Recently I’m confronted with a problem that how to copy a “double” array to texture memory or “cuArray” from host to device?

I have solved this problem by the following step:
1. Copy the host’s “double” array to a host’s “float” array.
2. Copy the host’s “float” array to texture memory(“cuArray”) using “cudaMemcpyToArray” so that I can use interpolation feature.

But I think there must be some more efficient ways to solve this problem, I would appreciate it if someone can help me.

There are no copy mechanisms that can automagically convert an array of doubles to an array of float as part of the copy process. So your current approach looks reasonable. Employing an intermediate conversion buffer on the host (as opposed to on the device) seems appropriate as this reduces the volume of data that needs to be copied over PCIe. Given the low accuracy of the texture interpolation (much less than single precision) I am wondering why the source data is kept as double in the first place? Could you switch the upstream computation to float, avoiding the intermediate copy?

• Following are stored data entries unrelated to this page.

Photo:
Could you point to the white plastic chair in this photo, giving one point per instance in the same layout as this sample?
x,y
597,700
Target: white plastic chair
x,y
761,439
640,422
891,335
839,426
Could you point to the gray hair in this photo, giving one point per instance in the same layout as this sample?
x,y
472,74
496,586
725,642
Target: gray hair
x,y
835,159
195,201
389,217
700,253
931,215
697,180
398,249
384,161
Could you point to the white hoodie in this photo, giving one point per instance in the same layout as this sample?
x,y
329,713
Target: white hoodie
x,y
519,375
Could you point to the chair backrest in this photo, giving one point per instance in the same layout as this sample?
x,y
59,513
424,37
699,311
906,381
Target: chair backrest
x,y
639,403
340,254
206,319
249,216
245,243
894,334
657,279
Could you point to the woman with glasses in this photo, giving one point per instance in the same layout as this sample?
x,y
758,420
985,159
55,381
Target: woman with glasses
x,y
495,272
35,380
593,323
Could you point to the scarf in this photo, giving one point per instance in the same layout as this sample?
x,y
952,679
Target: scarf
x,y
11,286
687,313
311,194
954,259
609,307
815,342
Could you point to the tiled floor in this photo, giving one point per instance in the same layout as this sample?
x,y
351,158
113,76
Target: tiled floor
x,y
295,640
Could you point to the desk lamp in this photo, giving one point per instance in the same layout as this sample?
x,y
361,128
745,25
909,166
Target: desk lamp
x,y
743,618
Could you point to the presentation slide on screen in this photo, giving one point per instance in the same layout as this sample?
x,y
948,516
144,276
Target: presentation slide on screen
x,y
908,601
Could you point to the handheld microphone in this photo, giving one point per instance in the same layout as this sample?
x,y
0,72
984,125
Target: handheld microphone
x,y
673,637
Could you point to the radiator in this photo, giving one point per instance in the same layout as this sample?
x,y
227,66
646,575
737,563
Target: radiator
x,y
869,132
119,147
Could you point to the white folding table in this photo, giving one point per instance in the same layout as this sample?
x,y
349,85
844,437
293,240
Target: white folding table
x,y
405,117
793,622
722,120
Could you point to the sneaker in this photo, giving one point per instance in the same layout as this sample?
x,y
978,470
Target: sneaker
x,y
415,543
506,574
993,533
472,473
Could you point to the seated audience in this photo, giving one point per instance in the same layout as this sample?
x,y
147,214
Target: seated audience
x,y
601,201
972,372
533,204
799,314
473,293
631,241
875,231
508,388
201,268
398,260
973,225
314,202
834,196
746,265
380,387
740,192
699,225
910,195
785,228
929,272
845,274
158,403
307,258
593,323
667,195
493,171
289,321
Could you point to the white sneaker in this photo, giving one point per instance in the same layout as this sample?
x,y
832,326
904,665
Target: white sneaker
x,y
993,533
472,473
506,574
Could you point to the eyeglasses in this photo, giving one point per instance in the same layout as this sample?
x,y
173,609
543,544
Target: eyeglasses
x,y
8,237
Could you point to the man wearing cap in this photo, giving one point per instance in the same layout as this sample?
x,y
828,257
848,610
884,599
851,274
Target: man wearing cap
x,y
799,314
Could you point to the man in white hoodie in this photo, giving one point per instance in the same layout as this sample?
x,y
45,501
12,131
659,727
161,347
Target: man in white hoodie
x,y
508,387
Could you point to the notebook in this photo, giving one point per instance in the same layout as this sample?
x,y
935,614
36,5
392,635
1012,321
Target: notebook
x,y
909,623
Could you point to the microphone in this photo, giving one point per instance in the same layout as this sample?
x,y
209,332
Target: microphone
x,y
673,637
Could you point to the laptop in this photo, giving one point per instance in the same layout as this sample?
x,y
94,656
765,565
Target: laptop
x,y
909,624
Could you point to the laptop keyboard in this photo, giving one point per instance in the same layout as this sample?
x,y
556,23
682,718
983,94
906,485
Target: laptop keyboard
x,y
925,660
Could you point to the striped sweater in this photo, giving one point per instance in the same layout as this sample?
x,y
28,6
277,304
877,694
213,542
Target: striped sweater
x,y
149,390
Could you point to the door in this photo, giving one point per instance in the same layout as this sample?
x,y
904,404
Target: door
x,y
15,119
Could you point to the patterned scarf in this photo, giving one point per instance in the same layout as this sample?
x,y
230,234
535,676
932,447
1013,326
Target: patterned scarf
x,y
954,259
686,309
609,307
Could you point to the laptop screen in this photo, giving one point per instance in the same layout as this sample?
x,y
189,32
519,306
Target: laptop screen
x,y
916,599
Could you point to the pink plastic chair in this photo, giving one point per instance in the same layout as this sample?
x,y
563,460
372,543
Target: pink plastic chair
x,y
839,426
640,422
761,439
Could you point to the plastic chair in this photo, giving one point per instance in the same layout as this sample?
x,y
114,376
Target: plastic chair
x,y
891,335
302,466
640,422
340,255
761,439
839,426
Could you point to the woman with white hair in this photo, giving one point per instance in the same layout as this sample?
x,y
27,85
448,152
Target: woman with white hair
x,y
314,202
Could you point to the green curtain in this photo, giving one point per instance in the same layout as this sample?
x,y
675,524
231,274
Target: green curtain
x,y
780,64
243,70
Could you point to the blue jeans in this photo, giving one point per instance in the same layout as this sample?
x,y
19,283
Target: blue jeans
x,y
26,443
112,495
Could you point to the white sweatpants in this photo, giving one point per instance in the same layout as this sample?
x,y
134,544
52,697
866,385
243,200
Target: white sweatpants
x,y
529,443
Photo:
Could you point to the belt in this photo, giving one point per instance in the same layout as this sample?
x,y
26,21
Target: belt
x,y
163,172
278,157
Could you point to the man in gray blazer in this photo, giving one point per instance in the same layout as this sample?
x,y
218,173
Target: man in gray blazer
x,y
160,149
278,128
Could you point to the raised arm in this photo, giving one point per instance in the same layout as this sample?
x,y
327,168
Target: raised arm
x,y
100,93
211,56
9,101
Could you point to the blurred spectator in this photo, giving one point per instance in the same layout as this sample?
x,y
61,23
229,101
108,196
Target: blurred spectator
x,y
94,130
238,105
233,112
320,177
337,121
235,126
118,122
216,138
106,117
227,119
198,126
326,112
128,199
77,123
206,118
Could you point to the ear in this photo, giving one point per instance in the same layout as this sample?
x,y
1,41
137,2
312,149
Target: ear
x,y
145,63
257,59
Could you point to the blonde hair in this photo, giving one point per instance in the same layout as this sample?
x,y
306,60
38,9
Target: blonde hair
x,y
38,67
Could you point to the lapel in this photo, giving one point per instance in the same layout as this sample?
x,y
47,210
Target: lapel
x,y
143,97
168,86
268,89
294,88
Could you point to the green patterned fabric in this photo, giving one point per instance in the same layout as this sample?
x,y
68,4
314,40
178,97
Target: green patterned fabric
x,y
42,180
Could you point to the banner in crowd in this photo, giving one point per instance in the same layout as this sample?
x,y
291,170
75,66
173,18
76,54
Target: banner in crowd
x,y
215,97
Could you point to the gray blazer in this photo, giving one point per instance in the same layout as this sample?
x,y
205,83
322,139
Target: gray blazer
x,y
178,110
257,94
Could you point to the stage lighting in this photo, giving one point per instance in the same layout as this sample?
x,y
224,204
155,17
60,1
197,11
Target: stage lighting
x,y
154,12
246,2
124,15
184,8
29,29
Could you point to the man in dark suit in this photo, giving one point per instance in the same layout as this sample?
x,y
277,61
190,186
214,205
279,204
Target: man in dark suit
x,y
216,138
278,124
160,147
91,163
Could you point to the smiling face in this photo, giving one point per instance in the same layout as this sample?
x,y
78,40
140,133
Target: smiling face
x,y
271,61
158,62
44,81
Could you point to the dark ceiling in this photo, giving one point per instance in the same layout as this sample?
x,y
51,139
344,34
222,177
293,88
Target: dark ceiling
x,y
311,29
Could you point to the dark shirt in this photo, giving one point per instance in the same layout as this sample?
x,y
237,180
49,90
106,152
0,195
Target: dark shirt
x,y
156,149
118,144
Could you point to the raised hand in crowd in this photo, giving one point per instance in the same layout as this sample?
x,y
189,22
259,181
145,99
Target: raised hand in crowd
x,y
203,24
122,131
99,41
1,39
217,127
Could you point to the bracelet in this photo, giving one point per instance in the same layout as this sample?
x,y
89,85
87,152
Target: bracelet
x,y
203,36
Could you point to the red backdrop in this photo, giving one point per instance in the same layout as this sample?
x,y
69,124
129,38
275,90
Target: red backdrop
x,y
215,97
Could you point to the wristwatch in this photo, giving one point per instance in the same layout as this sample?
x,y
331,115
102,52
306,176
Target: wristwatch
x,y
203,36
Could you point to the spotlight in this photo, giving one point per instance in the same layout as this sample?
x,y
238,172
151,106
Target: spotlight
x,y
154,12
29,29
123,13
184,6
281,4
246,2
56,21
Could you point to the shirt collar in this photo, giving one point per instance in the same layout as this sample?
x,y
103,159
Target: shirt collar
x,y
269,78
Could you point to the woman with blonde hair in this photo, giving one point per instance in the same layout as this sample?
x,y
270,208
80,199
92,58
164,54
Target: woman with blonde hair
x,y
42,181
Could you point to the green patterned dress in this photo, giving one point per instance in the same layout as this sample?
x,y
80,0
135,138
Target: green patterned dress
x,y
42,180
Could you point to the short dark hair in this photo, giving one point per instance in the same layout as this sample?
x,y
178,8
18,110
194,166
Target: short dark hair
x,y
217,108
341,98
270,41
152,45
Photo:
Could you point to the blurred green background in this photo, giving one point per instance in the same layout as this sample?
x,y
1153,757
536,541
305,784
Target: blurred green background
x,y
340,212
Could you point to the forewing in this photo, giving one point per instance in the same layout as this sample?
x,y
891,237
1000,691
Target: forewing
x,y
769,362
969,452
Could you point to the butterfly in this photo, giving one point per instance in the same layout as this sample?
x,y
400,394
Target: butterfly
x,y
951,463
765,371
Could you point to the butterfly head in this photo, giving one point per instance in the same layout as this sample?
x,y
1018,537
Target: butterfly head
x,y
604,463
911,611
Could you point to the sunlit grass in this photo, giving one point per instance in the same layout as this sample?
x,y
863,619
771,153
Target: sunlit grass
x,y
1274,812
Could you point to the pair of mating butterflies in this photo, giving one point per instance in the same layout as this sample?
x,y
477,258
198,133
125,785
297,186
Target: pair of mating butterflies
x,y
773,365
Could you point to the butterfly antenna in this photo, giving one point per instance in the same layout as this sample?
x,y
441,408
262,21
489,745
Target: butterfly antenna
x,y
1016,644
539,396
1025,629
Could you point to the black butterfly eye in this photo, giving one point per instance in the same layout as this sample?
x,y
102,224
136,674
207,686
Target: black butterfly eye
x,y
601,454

As you are aware, there is no support for double textures. If you don’t need texture interpolation you can utilize the texture cache by accessing double data via tex1Dfetch(). To do so, you would bind an int2 texture to the array of doubles, and re-interprete the int2 returned by tex1Dfetch() using __hiloint2double():

int2 val = tex1Dfetch (texture, index);

double r = __hiloint2double (val.y, val.x);

Thank you for your suggestions. The source data is taken from matlab, and it will be more convenient when saved in “double”. So I must cast it to “float” if I want to take advantage of texture.

You could allocate two small (~64k) pinned buffers, and use streams and async copies to convert into one buffer while copying the other to the device. That way you can achieve the same throughput as a synchronous copy from unpinned memory.